The clouds producing this sleet were leaden and low, draping the hills and trapping foul exhaust in the valley. Still, my legs felt good as they warmed up, and the promise of a memory made the crisp air sweeter. I'm on the singlespeed today, geared low for plowing through snow and toting loads. Even so, I keep up with traffic downtown and race green lights for the other side.
Soon, I'm climbing the bike/ped bridge over the railyard that marks the northern edge of downtown. At the top, I look out to the west where a break in the clouds reveals some of the sprawling new development that is slowly engulfing the valley. My hilltop perch was the edge of a particularly brash one of these developments, knifing its way in a defiant spiral of luxury homes up a tired old mountain. I got the sudden sick feeling that my remembered edge might now be reduced to a center, of a house, of a driveway, of a manicured lawn. May have been rendered unfit for a reverent cycler to sit upon and shell pistachios. But, edges can still be tenacious even in the "new" west, and the barbed wire I remembered had marked this one as a fighter.
I rode as if the sod or foundation or no trespassing sign might be laid any minute. Past the clanking railyard on my left and the silent cemetery on my right I rode. Winding unnecessarily but pleasantly--the way old roads can do without pretense--I began watching for the hill as it came into view. I tried in vain to see my spot in the breaks between clouds there and traffic here.
With two last defiant flourishes, my old road conceded to the new, straight, six lanes of smooth asphalt. I darted into the bike slip lane between waves. No time to look at the mountain now. A headwind slowed my progress, but I soon passed under the Interstate. The road narrowed quickly. Four lanes, two lanes. And steepened. I took the second left, from memory, and rode up to a . . . dead end. This entire neighborhood had gone up in a year and completely fooled me. Like a plane flight, some progress is so rapid that it disorients the mind. Picking my way through slushy, icy patches, I carefully descended to the main road.
The second left revealed roads with names more familiar--Klondike, Prospect, Miner, Bonanza. A tangled web of cul-de-sacs and pretentious curves. After two more false climbs into squid-like dead ends, I found the right road. I sweated pleasantly up a long series of curves. The sweeping views changed with the curves. Now I was looking long into the wild northern hills. Now at rolling high pastures. Now at the neatly planned imperfection of a modern housing development. Now back to the city at rush hour, but moving so slowly at this distance. Always moving up.
Finally, I rounded the last curve. A huge new house was nearly finished, and two more were underway. But, the end of the street looked the same. A lone, unmarked gate played sleeping watchman to my treasured hillock. I dismounted at the gate and pushed my bike up the short stretch to the top of the hill.

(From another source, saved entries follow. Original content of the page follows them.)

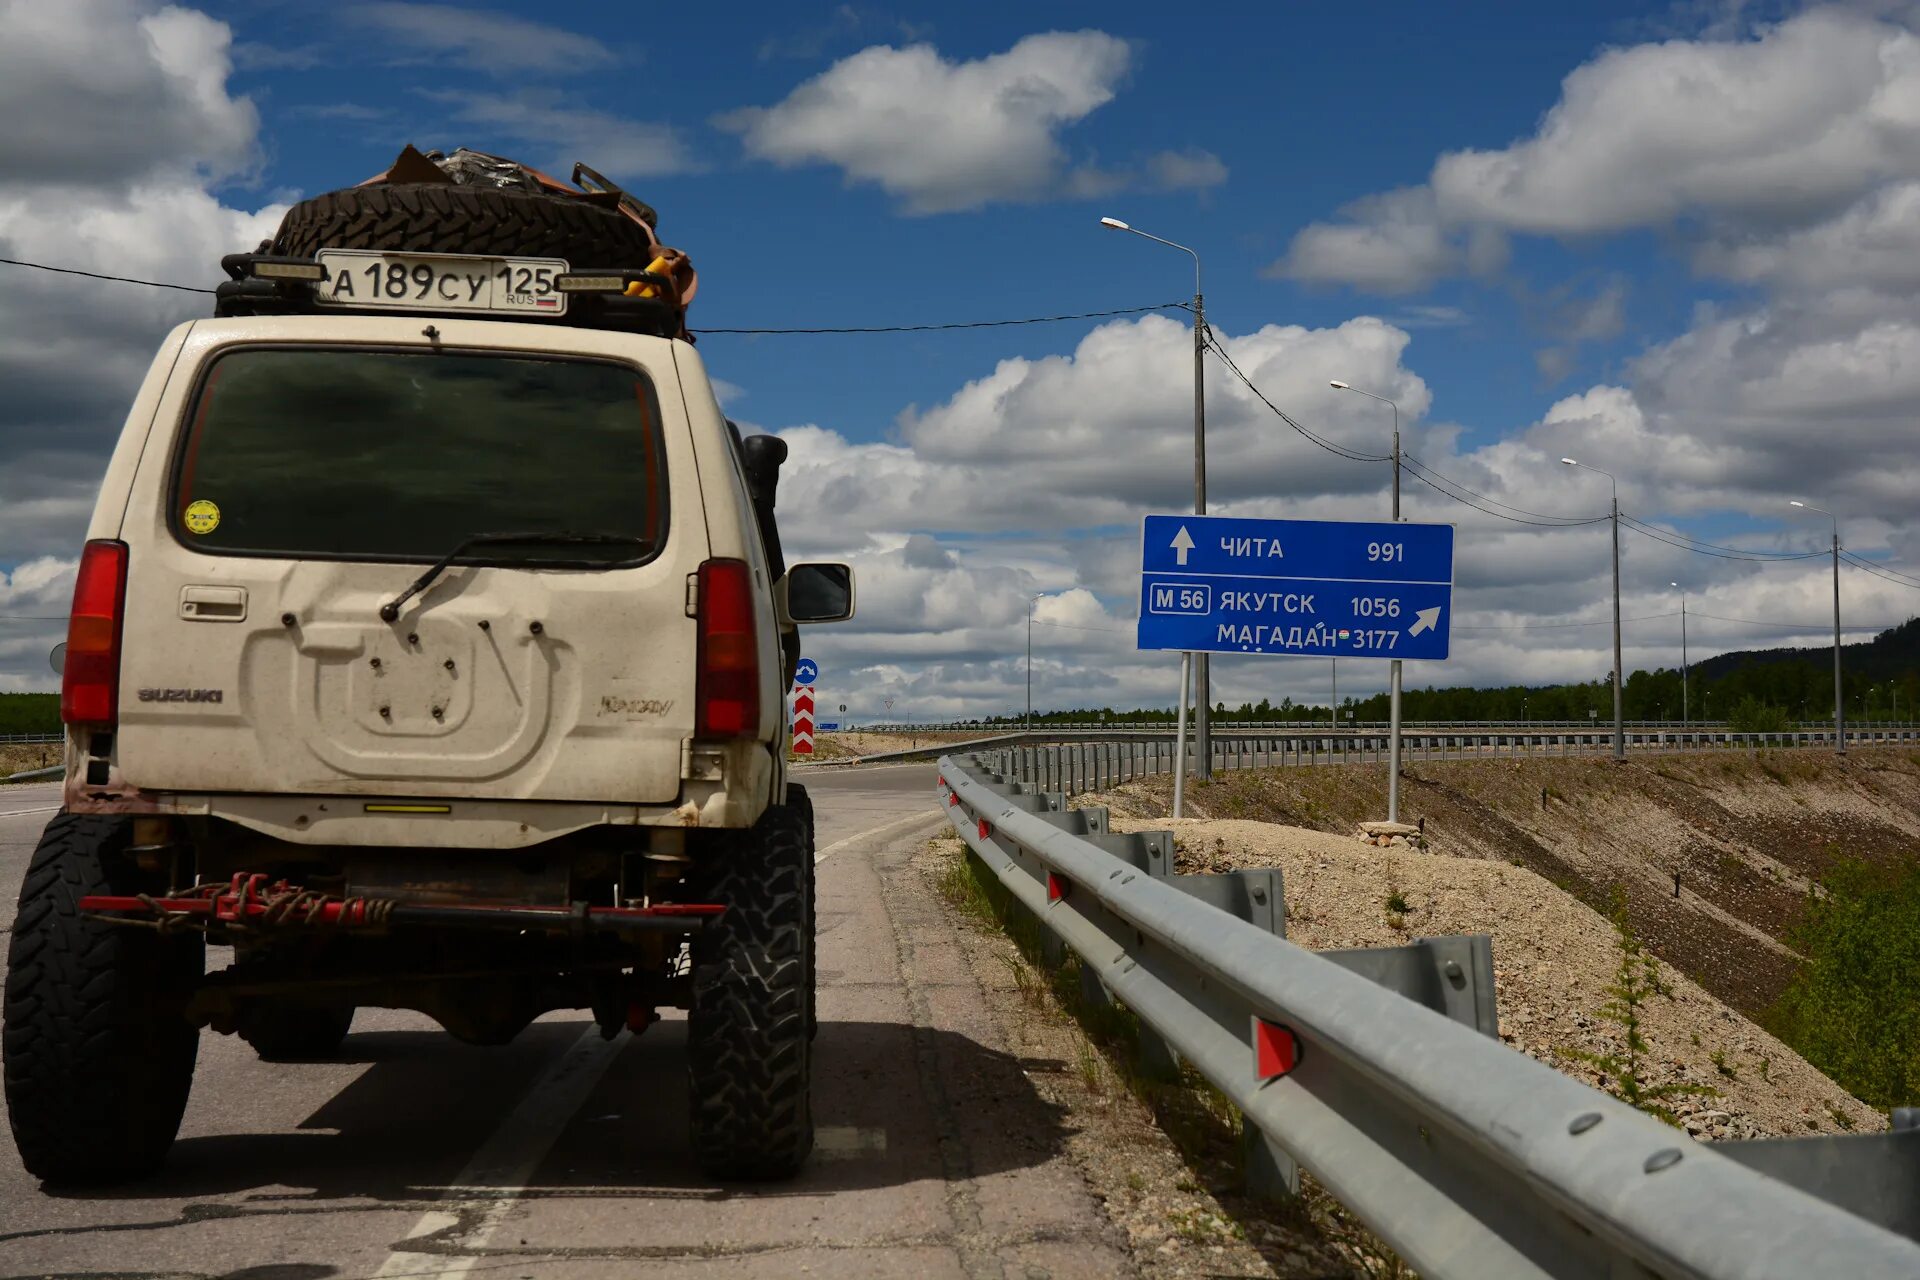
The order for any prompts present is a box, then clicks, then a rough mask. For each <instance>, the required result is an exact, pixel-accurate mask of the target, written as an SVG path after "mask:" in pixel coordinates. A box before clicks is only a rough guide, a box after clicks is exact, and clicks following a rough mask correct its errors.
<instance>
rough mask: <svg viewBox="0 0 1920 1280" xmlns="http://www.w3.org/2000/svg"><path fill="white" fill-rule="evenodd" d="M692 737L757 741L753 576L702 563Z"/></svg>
mask: <svg viewBox="0 0 1920 1280" xmlns="http://www.w3.org/2000/svg"><path fill="white" fill-rule="evenodd" d="M699 647H701V654H699V677H697V681H695V702H697V712H695V720H693V725H695V727H693V733H695V737H758V733H760V643H758V637H756V635H755V633H753V570H751V568H749V566H747V562H745V560H707V562H705V564H701V572H699Z"/></svg>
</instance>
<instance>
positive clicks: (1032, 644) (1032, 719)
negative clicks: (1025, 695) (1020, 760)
mask: <svg viewBox="0 0 1920 1280" xmlns="http://www.w3.org/2000/svg"><path fill="white" fill-rule="evenodd" d="M1039 599H1041V597H1037V595H1029V597H1027V733H1033V606H1035V604H1037V603H1039Z"/></svg>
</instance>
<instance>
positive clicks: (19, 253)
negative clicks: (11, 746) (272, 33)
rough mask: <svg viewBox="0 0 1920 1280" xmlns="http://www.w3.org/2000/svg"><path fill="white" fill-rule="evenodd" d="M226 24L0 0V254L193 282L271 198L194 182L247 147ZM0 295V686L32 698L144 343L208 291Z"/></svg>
mask: <svg viewBox="0 0 1920 1280" xmlns="http://www.w3.org/2000/svg"><path fill="white" fill-rule="evenodd" d="M230 42H232V38H230V33H228V29H227V27H225V25H223V23H217V21H213V19H209V17H205V15H204V13H198V12H192V10H180V8H163V10H154V8H150V6H134V4H121V2H113V0H75V2H73V4H61V6H29V4H8V6H0V111H6V115H8V119H10V121H12V125H10V129H8V134H6V138H4V140H0V255H4V257H15V259H25V261H38V263H56V265H63V267H79V269H83V271H98V273H104V274H123V276H136V278H146V280H177V282H182V284H202V286H211V284H213V282H215V280H217V278H219V259H221V255H223V253H232V251H234V249H246V248H252V246H255V244H257V242H259V240H261V238H265V236H267V234H269V232H271V230H273V226H275V225H276V223H278V217H280V211H282V209H280V207H278V205H269V207H263V209H253V211H250V209H234V207H227V205H225V203H221V200H217V198H215V196H211V194H209V192H207V184H209V182H215V180H221V178H223V177H232V175H236V173H244V171H246V169H248V167H250V165H252V163H253V159H255V155H257V138H255V130H257V119H255V113H253V106H252V102H248V100H246V98H238V96H232V94H230V92H228V88H227V75H228V69H230V63H228V54H230ZM4 271H8V282H6V284H8V288H6V290H4V292H0V386H6V390H8V393H6V397H4V399H0V453H4V457H6V459H8V464H6V466H4V468H0V581H4V585H0V616H6V622H4V624H0V687H48V685H50V683H52V679H54V677H52V674H50V672H48V668H46V649H48V647H50V645H52V643H54V641H56V639H60V631H61V629H63V628H61V624H60V622H40V620H36V618H40V616H60V614H63V612H65V606H67V595H69V593H71V568H73V555H75V551H77V547H79V543H81V539H83V537H84V530H86V520H88V516H90V514H92V505H94V493H96V489H98V486H100V474H102V470H104V466H106V457H108V451H109V449H111V443H113V439H115V436H117V432H119V426H121V420H123V418H125V413H127V403H129V399H131V397H132V391H134V388H136V386H138V382H140V378H142V374H144V372H146V367H148V363H150V361H152V355H154V349H156V347H157V344H159V338H161V336H163V334H165V332H167V330H169V328H171V326H173V324H177V322H180V320H184V319H190V317H196V315H207V299H205V297H204V296H194V294H179V292H165V290H150V288H138V286H129V284H109V282H102V280H81V278H75V276H58V274H42V273H35V271H27V269H19V267H8V269H4Z"/></svg>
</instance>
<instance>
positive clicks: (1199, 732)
mask: <svg viewBox="0 0 1920 1280" xmlns="http://www.w3.org/2000/svg"><path fill="white" fill-rule="evenodd" d="M1100 226H1108V228H1112V230H1125V232H1131V234H1135V236H1142V238H1144V240H1152V242H1154V244H1164V246H1167V248H1169V249H1179V251H1181V253H1185V255H1188V257H1190V259H1194V514H1196V516H1204V514H1206V297H1204V296H1202V294H1200V255H1198V253H1194V251H1192V249H1188V248H1187V246H1185V244H1177V242H1173V240H1162V238H1160V236H1152V234H1148V232H1144V230H1140V228H1139V226H1127V225H1125V223H1121V221H1119V219H1117V217H1104V219H1100ZM1192 668H1194V766H1196V768H1194V771H1196V775H1198V777H1200V779H1208V777H1213V735H1212V731H1210V725H1208V716H1210V706H1212V702H1210V700H1208V699H1210V697H1212V695H1210V683H1208V656H1206V654H1204V652H1196V654H1192ZM1185 695H1187V679H1185V676H1183V677H1181V697H1183V699H1185ZM1185 748H1187V745H1185V739H1183V741H1181V752H1183V758H1185Z"/></svg>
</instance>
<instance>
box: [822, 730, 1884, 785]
mask: <svg viewBox="0 0 1920 1280" xmlns="http://www.w3.org/2000/svg"><path fill="white" fill-rule="evenodd" d="M1903 743H1920V727H1903V729H1878V727H1876V729H1847V747H1893V745H1903ZM1400 745H1402V758H1404V760H1486V758H1509V760H1540V758H1549V756H1586V754H1603V752H1611V750H1613V729H1538V727H1536V729H1530V731H1528V729H1494V731H1488V729H1475V731H1467V729H1455V731H1434V729H1402V733H1400ZM1807 747H1824V748H1828V750H1832V748H1834V731H1832V729H1799V731H1789V733H1736V731H1732V729H1686V731H1680V729H1628V731H1626V748H1628V752H1634V754H1668V752H1695V750H1724V748H1743V750H1759V748H1766V750H1776V748H1807ZM995 748H1012V750H1016V758H1018V760H1020V762H1021V764H1020V766H1018V775H1020V777H1021V781H1033V783H1043V781H1044V783H1046V785H1048V789H1054V791H1071V793H1079V791H1094V789H1098V787H1102V785H1110V783H1123V781H1127V779H1133V777H1148V775H1154V773H1171V771H1173V731H1171V729H1102V731H1079V729H1068V731H1041V729H1035V731H1033V733H1002V735H996V737H981V739H973V741H968V743H945V745H939V743H935V745H929V747H922V748H914V750H889V752H876V754H870V756H858V760H847V762H845V764H862V762H885V760H929V758H935V756H939V754H945V752H956V750H970V752H973V750H995ZM1187 760H1188V770H1190V768H1192V764H1190V762H1192V760H1194V747H1192V743H1190V741H1188V743H1187ZM1319 764H1380V766H1384V764H1386V731H1384V729H1382V731H1371V729H1357V731H1352V733H1334V731H1331V729H1306V731H1292V733H1271V731H1258V729H1252V731H1242V729H1221V731H1215V735H1213V770H1215V773H1217V771H1223V770H1265V768H1283V766H1319ZM1083 783H1085V785H1083Z"/></svg>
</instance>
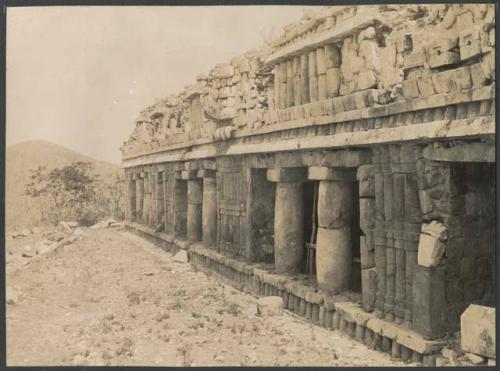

Amazingly, things were just as I had found them last year. Right down to the ten foot circle of soft, bare grass in the middle of the patchy snow where deer bed down for the night. Twenty feet in any direction, I'm encroaching on someone's claim. Yards to the south, a posted water tank to the east, and barbed wire to the west and north. But, I don't need half the space that's left, this tiny margin separating past from present is plenty large for a humble cycler. I lay my bike carefully on its side, sit down, and shell pistachios as I take in the view.
I smile at everyone below making their way hurriedly in the middle of things. I'm content and happy that they leave the edges to characters like me.